Au début des années 60, il rencontre celui qui allait devenir son grand ami, André Laurendeau, à l’époque directeur du Devoir. «Je lui ai demandé pourquoi il n’y avait pas de chronique sur la littérature canadienne-anglaise et américaine dans son journal, raconte-t-il. Il m’a offert un emploi sur le champ.» Il collabore encore aujourd’hui au Devoir, de façon occasionnelle. «Je suis la plus vieille signature, souligne-t-il en riant. J’y écris depuis 45 ans!» En 1967, il est nommé directeur du Service des lettres et de l’édition du Conseil des arts du Canada, un poste qu’il occupera pendant 25 ans, sans pour autant cesser d’écrire articles et ouvrages littéraires.
«Je suis un écrivain précoce en arabe et mûr en français», dit-il en précisant que son premier ouvrage littéraire dans la langue de Molière a été publié alors qu’il avait plus de 40 ans. Pourquoi avoir attendu toutes ces années? «J’avais peur de faire de l’exotisme, explique-t-il. Je ne voulais pas transposer en français le style arabe, fleuri et riche en métaphores, et être automatiquement associé aux Mille et Une Nuits.» Voilà qui explique ce choix d’une écriture qu’il qualifie lui-même d’économe et de minimaliste.

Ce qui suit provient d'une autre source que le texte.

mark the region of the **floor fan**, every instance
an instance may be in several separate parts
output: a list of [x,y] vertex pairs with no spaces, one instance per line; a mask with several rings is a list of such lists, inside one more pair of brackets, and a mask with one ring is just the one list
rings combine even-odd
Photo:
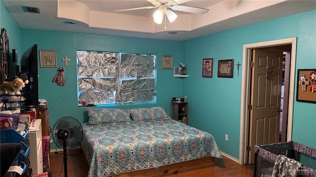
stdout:
[[67,149],[80,144],[82,138],[82,127],[76,118],[64,117],[58,120],[53,128],[54,142],[63,150],[64,177],[67,177]]

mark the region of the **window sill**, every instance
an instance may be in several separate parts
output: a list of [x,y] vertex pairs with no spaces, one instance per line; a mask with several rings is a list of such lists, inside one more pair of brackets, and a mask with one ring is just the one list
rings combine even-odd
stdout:
[[173,77],[189,77],[189,75],[173,74]]

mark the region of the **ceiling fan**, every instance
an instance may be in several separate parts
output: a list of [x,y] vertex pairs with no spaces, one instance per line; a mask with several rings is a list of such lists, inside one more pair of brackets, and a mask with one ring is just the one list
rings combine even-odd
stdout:
[[[181,11],[183,12],[198,13],[203,14],[208,12],[208,9],[203,8],[190,7],[179,5],[181,3],[186,2],[192,0],[146,0],[151,2],[154,6],[148,6],[136,8],[128,8],[125,9],[115,10],[116,12],[134,10],[144,9],[151,9],[159,7],[153,15],[154,21],[158,24],[161,24],[162,22],[163,15],[166,16],[170,22],[175,20],[178,16],[174,12],[169,9]],[[165,27],[165,28],[166,27]]]

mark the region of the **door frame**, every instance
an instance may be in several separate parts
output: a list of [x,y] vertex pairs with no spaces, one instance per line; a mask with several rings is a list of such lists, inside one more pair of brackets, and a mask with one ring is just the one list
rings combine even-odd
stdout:
[[251,83],[251,68],[252,49],[257,48],[273,47],[278,45],[292,44],[291,51],[291,75],[289,88],[288,114],[287,141],[292,139],[293,120],[293,106],[294,102],[294,83],[295,81],[295,60],[296,57],[296,37],[276,40],[262,42],[244,44],[242,51],[242,72],[241,74],[241,94],[240,106],[240,132],[239,137],[239,163],[245,164],[247,162],[248,153],[246,147],[249,141],[248,117],[249,111],[248,105],[250,104],[250,86]]

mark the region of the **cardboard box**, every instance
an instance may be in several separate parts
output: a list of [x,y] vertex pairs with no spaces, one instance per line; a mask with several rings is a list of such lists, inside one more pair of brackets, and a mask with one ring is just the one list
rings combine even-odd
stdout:
[[47,107],[46,106],[41,106],[35,107],[35,109],[38,118],[42,119],[42,116],[45,116],[45,112],[47,110]]
[[33,177],[48,177],[48,173],[47,172],[45,172],[41,174],[35,175]]
[[32,122],[33,119],[35,119],[35,121],[36,121],[37,115],[35,113],[35,111],[32,111],[30,110],[25,110],[23,111],[23,114],[30,115],[30,121],[31,122]]

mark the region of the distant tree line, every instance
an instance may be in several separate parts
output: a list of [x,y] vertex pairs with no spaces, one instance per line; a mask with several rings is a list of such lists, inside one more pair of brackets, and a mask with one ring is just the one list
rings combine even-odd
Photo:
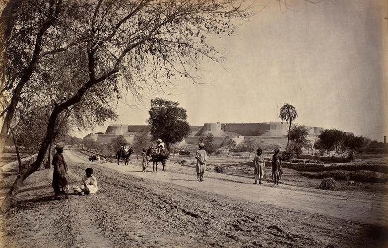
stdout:
[[384,143],[376,140],[372,141],[369,138],[356,136],[350,132],[344,132],[336,129],[326,129],[321,131],[317,138],[314,140],[309,137],[309,133],[305,126],[293,127],[289,132],[290,145],[286,148],[286,152],[291,157],[297,157],[302,153],[302,149],[308,151],[311,149],[312,154],[314,149],[319,151],[319,154],[323,155],[325,152],[334,151],[357,152],[384,152],[385,150]]

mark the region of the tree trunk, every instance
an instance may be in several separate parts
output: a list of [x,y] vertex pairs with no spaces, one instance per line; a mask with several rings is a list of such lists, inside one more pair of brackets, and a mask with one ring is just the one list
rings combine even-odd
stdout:
[[292,121],[290,119],[290,127],[288,127],[288,138],[287,139],[287,146],[288,146],[288,143],[290,141],[290,130],[291,129],[291,123],[292,122]]
[[45,166],[45,169],[50,169],[50,165],[51,165],[50,161],[51,161],[51,146],[52,145],[53,142],[50,143],[50,147],[49,147],[49,154],[48,155],[47,162],[46,163],[46,165]]
[[17,145],[16,140],[15,140],[15,136],[13,135],[13,130],[11,128],[9,127],[9,130],[11,130],[12,133],[12,138],[13,139],[13,144],[15,145],[15,150],[16,150],[16,156],[17,156],[17,161],[19,162],[19,173],[20,173],[23,169],[23,165],[21,164],[21,160],[20,159],[20,154],[19,153],[19,146]]

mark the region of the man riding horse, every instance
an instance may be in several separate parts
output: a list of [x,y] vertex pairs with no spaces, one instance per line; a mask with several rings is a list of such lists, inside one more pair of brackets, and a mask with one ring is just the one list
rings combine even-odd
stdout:
[[156,147],[155,148],[155,151],[157,154],[159,155],[162,150],[164,150],[164,143],[162,141],[161,139],[158,139],[157,142]]

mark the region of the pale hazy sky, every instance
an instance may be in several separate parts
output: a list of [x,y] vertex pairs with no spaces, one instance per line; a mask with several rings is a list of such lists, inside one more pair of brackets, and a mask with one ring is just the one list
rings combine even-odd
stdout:
[[[120,104],[115,124],[146,124],[156,97],[179,102],[192,125],[280,121],[287,103],[298,111],[297,123],[382,141],[388,135],[387,1],[288,0],[286,9],[284,0],[280,8],[268,0],[255,1],[256,12],[268,2],[234,35],[212,39],[226,60],[222,66],[201,63],[200,82],[208,84],[182,81],[166,89],[173,95],[146,94],[134,108]],[[110,124],[76,135],[105,132]]]

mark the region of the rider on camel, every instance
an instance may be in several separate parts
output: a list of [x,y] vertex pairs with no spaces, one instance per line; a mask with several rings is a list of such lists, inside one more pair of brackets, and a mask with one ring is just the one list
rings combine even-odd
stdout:
[[127,147],[126,146],[125,143],[124,143],[124,144],[121,146],[121,149],[127,153],[128,152],[128,148],[127,148]]
[[159,155],[162,149],[164,149],[164,143],[162,141],[161,139],[158,139],[158,144],[155,148],[155,151],[157,154]]

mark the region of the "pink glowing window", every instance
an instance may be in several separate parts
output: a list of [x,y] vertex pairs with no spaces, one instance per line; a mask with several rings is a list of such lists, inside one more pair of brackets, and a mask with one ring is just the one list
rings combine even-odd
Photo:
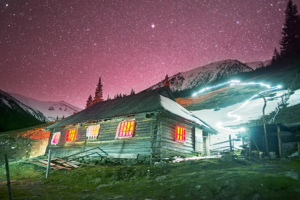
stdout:
[[90,126],[86,129],[86,136],[88,140],[96,139],[99,134],[100,124]]
[[66,135],[66,141],[74,141],[74,140],[75,140],[75,136],[76,136],[76,129],[72,129],[70,130],[68,130],[68,134]]
[[136,120],[121,122],[118,126],[116,138],[132,137],[135,124]]
[[53,134],[52,140],[51,140],[51,144],[56,144],[58,143],[60,138],[60,132],[56,132]]
[[186,141],[186,130],[181,127],[177,127],[176,130],[176,140],[179,142]]

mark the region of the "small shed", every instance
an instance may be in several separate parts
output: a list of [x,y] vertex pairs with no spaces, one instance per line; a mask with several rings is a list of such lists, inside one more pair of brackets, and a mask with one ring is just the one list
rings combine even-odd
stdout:
[[218,133],[177,104],[168,86],[98,102],[46,129],[52,156],[98,148],[101,156],[150,162],[209,155]]
[[[295,133],[292,128],[282,124],[276,123],[266,124],[266,129],[269,152],[275,152],[276,155],[281,158],[296,150]],[[266,152],[264,126],[250,126],[247,131],[249,135],[249,154],[253,155],[254,151]],[[269,156],[272,157],[272,155]]]

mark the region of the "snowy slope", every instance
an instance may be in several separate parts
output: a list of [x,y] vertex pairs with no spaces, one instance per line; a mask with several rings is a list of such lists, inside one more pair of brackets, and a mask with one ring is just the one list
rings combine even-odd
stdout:
[[34,126],[44,120],[48,121],[39,110],[23,104],[0,90],[0,126],[6,126],[2,130],[24,128],[26,127],[26,124]]
[[76,107],[66,102],[42,102],[20,94],[10,93],[12,96],[28,106],[40,111],[46,116],[50,122],[56,120],[57,116],[61,118],[73,114],[82,110],[80,108]]
[[[189,89],[206,85],[217,79],[253,70],[237,60],[226,60],[195,68],[188,72],[177,73],[169,77],[172,91]],[[163,86],[164,80],[152,86],[146,90]]]
[[[282,95],[284,92],[287,92],[286,90],[283,90],[276,92],[276,96],[273,97],[266,98],[267,100],[266,106],[265,109],[265,114],[266,115],[270,114],[275,110],[276,107],[278,106],[282,100],[280,96]],[[296,90],[290,98],[288,102],[290,106],[294,106],[300,104],[300,90]],[[206,109],[200,110],[192,111],[191,112],[198,118],[208,122],[212,126],[218,131],[219,134],[216,136],[212,136],[212,144],[228,140],[230,134],[232,135],[232,138],[235,138],[234,132],[228,132],[228,130],[220,128],[216,126],[218,122],[226,122],[232,121],[235,120],[228,116],[227,114],[230,111],[236,110],[242,105],[244,102],[240,102],[234,105],[221,108],[220,110],[214,111],[214,109]],[[246,106],[241,110],[234,112],[238,116],[241,116],[240,121],[230,122],[226,124],[226,126],[238,126],[238,124],[247,123],[251,120],[257,120],[262,118],[262,107],[264,106],[264,100],[262,98],[257,98],[250,100],[249,104]],[[234,144],[236,144],[234,146],[238,148],[238,145],[241,144],[242,142],[234,142]],[[224,144],[221,144],[218,146],[213,146],[213,148],[218,147],[224,146]]]
[[265,61],[256,61],[254,62],[246,62],[244,64],[255,70],[257,68],[265,67],[267,64],[270,64],[271,60],[268,60]]

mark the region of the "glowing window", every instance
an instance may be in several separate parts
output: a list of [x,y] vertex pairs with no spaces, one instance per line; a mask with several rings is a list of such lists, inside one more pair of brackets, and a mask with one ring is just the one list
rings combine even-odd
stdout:
[[86,136],[88,140],[96,139],[99,134],[100,124],[90,126],[86,129]]
[[74,141],[75,140],[75,136],[76,136],[76,129],[68,130],[68,134],[66,134],[66,141]]
[[116,138],[130,138],[132,136],[136,120],[121,122],[116,128]]
[[181,127],[177,127],[176,130],[176,140],[180,142],[186,141],[186,130]]
[[51,144],[56,144],[58,143],[60,138],[60,132],[56,132],[53,134],[52,140],[51,140]]

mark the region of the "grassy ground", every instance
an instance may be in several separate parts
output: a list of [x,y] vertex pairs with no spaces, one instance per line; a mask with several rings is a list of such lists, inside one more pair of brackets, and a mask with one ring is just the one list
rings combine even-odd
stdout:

Ses écrits font souvent référence, directement ou indirectement, à son parcours d’immigrant. Par exemple, son premier ouvrage, un essai intitulé Le réel et le théâtral (1970), traite de l’immigrant qui décide de changer de langue, tandis que son premier roman, Adieu Babylone (1975), porte sur son enfance à Bagdad.
Carrière à l’UQAM
C’est à l’UQAM qu’a été envoyée, l’été dernier, la lettre lui annonçant l’obtention de son prestigieux prix, qui s’accompagne d’une bourse de 10 000 euros. M. Kattan avait accepté le poste d’écrivain en résidence au Département d’études littéraires, au début des années 90. Il s’était ensuite vu offrir, par l’entremise du recteur de l’époque, Claude Corbo, un poste de professeur associé. Il a donné pendant cinq ans un cours qu’il a créé, intitulé Figures bibliques et mythes contemporains. «J’ai adoré l’expérience, dit-il. Mes collègues m’appelaient le jeune professeur en raison de mon enthousiasme!»
À près de 80 ans, M. Kattan n’est pas prêt d’arrêter. Il met la dernière main à son prochain ouvrage, un essai intitulé Écrire le réel, qui paraîtra en février 2008.